In mid-November, Bing released its Webmaster Guidelines. Similar to Google’s guidelines, Bing’s guidelines focus on technical aspects, indexing, content and general SEO. There are, however, two elements Bing highlights in their guidelines, that are either hard to find or do not exist. One is social media and the impact of social media signals and social media authority. And the other is about links.
One major difference in the search engines’ guidelines is any reference about links, specifically external linking. While Google mentions linking, on and offsite, in techniques to avoid (hidden links, link schemes), their guidelines do not provide detail about correct or beneficial linking tactics. Bing, on the other hand, tells webmasters the importance of links - links help Bing find new content and establish a vote of confidence between websites. The site linking to your content is essentially telling us they trust your content – as well as what not to do – link buying, participating in link schemas, similar to Google.
Now…let’s talk impact of social media – or as we at LEAP like to call it, social search optimization.

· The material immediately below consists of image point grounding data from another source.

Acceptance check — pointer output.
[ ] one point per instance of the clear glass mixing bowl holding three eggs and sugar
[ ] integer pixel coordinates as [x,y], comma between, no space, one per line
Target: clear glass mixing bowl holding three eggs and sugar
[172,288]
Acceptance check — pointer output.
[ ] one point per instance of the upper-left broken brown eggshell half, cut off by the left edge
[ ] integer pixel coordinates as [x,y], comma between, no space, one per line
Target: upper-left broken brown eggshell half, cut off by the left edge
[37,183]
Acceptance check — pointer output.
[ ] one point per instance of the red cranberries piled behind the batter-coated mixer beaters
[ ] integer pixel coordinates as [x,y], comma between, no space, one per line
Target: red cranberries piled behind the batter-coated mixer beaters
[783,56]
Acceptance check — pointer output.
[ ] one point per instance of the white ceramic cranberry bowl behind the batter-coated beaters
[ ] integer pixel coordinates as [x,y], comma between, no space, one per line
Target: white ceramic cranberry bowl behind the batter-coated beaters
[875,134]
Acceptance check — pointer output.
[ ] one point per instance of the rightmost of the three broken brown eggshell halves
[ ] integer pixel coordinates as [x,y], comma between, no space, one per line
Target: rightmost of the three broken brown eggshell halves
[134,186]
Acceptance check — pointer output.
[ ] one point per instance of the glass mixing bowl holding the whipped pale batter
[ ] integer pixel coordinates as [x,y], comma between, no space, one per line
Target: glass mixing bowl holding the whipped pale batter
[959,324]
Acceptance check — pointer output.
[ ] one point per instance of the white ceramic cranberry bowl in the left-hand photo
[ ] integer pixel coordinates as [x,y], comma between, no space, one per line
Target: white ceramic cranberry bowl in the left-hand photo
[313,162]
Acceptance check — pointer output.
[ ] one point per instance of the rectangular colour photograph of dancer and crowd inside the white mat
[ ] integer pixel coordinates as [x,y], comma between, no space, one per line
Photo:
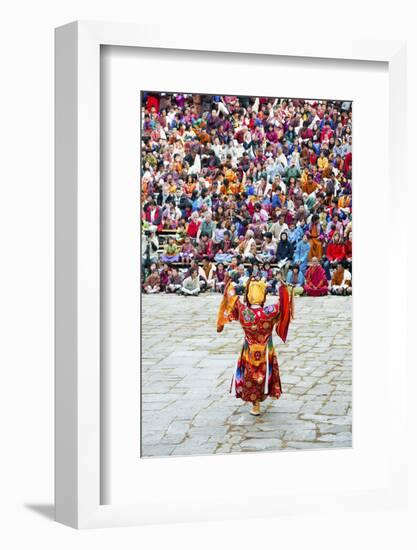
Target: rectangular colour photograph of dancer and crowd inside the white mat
[246,273]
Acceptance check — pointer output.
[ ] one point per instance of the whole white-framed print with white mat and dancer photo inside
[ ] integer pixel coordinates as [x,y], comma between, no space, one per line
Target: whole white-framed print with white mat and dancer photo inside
[214,322]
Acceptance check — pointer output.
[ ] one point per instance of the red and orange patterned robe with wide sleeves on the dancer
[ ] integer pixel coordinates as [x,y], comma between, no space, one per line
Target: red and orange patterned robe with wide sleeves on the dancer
[258,353]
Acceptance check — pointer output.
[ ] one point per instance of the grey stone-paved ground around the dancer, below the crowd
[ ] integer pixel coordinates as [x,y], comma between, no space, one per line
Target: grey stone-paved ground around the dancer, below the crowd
[187,369]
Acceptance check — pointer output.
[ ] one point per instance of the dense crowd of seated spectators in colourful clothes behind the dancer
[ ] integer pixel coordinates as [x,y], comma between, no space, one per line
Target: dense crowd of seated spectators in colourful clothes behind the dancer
[239,186]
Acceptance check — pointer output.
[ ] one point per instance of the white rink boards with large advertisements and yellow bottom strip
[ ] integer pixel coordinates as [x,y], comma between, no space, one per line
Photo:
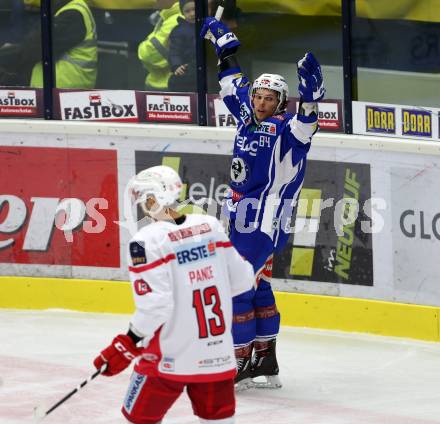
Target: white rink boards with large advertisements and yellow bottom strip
[365,238]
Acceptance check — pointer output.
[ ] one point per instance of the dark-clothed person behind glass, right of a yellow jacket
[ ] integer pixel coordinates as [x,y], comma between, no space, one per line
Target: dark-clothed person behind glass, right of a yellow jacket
[182,54]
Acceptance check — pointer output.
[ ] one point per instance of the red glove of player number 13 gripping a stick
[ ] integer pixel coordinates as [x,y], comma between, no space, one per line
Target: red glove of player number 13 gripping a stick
[118,355]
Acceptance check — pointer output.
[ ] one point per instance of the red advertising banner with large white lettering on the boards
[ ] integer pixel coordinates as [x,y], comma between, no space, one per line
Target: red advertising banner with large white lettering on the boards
[59,206]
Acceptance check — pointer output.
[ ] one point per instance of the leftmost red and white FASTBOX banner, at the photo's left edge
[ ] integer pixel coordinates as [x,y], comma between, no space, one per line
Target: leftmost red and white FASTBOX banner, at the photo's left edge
[21,103]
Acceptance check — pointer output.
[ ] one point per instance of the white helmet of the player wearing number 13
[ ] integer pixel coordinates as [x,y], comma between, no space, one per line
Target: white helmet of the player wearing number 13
[161,181]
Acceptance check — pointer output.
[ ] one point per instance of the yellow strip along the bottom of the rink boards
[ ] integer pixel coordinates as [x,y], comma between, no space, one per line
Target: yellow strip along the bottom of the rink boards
[297,310]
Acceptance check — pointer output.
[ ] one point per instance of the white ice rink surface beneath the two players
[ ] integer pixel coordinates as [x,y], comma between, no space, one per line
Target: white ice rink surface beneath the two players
[328,377]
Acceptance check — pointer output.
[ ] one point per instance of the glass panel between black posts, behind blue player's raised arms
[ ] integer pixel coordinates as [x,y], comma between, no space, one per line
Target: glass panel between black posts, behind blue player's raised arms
[275,35]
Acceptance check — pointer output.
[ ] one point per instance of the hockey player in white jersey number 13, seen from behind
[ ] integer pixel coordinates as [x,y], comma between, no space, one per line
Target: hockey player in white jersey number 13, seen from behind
[184,272]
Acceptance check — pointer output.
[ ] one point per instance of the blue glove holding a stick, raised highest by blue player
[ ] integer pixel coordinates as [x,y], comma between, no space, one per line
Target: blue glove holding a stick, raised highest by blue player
[225,41]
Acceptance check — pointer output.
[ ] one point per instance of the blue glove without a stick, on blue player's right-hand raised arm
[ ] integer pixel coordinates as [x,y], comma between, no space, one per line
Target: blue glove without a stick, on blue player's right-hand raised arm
[311,85]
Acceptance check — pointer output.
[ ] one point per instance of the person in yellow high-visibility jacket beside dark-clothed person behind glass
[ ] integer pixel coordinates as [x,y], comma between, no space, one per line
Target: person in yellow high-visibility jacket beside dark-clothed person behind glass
[153,52]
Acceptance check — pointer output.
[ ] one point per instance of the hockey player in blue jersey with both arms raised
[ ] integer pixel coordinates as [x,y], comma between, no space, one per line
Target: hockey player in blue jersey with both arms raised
[267,173]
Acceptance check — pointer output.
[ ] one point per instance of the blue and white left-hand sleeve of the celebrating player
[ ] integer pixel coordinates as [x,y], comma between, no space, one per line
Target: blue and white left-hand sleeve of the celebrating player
[235,93]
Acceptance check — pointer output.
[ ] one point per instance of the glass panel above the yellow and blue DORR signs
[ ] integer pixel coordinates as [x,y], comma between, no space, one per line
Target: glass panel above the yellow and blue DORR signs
[396,51]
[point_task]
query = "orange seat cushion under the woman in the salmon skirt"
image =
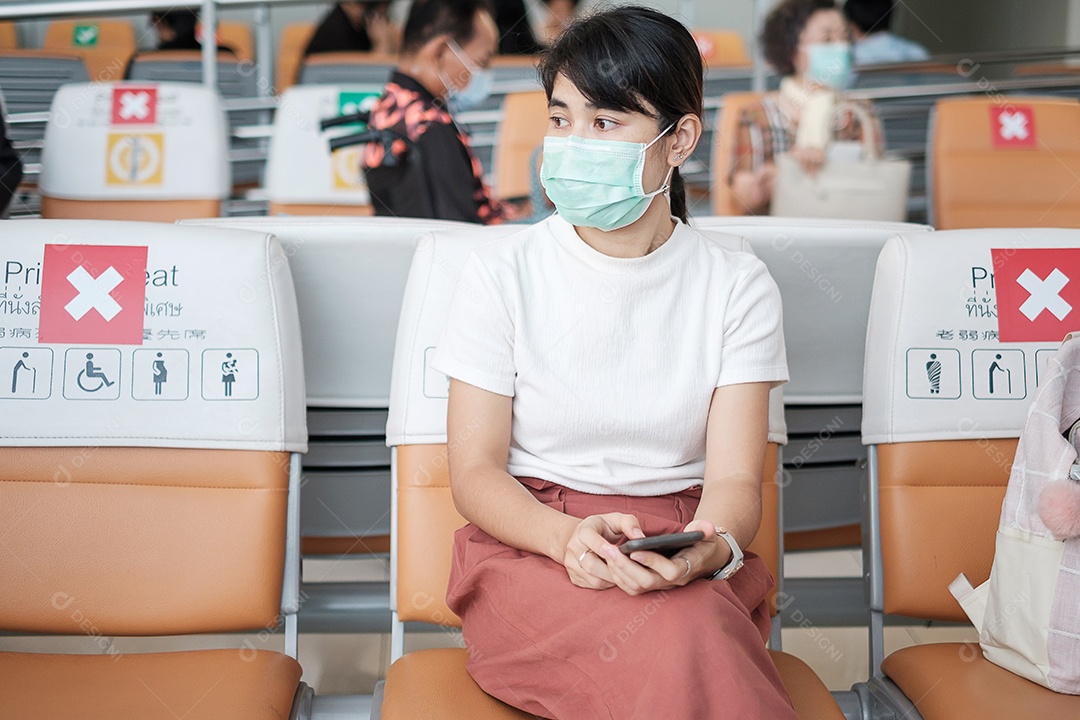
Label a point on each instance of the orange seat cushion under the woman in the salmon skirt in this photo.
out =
(435, 685)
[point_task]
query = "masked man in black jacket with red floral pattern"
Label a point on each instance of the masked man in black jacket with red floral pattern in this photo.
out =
(445, 53)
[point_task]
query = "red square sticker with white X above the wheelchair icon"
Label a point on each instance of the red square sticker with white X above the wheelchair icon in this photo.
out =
(93, 295)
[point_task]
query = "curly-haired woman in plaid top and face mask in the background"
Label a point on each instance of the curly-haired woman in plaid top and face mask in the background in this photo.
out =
(807, 43)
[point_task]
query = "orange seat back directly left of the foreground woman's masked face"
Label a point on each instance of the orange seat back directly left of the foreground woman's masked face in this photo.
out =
(521, 132)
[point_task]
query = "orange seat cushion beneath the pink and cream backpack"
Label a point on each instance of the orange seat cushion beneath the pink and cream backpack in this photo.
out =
(953, 682)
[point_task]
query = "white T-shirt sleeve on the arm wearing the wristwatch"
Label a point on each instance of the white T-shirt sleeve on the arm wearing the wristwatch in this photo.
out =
(753, 348)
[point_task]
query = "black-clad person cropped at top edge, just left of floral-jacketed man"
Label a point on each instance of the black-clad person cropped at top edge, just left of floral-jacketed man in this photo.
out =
(356, 26)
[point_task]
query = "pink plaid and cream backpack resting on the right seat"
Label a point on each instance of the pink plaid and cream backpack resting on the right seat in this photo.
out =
(1029, 612)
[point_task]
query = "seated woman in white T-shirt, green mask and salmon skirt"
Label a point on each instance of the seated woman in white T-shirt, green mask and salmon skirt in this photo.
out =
(611, 371)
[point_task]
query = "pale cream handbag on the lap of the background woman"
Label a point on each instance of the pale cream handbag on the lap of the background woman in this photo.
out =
(870, 188)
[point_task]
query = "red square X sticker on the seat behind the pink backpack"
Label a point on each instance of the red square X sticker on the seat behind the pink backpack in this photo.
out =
(1038, 294)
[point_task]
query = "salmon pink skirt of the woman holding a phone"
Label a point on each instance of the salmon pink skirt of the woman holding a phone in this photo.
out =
(556, 650)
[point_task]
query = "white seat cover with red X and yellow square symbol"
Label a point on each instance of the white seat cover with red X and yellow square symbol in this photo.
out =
(136, 141)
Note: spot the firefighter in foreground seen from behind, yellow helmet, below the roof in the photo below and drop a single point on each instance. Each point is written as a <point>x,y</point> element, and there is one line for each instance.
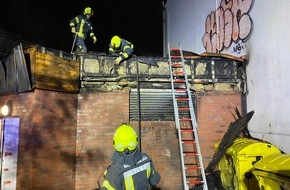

Bing’s guidelines specifically state the importance of social media as a signal and factor in search results - Social media plays a role in today’s effort to rank well in search results. The most obvious part it plays is via influence. If you are influential socially, this leads to your followers sharing your information widely, which in turn results in Bing seeing these positive signals. These positive signals can have an impact on how you rank organically in the long run. We have known for sometime the influence social has had in search results with the release of Facebook Likes in search results and the social sidebar released earlier this year. This statement showcases the “why social is important” to companies looking to improve their search results positions in Bing. Unlike Bing, Google has yet to create guidelines specifically around social media and the impact of a company’s social media participation on search ranking. However, due to the release of Search Plus Your World, Google Authorship + AuthorRank and the emphasis of the search engine on Google+, we know that social search optimization is also a ranking factor considered by Google when determining the rank of search results.
Bing’s Webmaster Guidelines are a step in the right direction as the search engine continues to compete against Google for the market share of searchers. And from a company that has been so secret in the past, even more so than Google, about its ranking factors and signals, this look into the search engine’s “thinking” is a benefit to SEOs and digital marketers looking to impact their company’s search results in Google and Bing.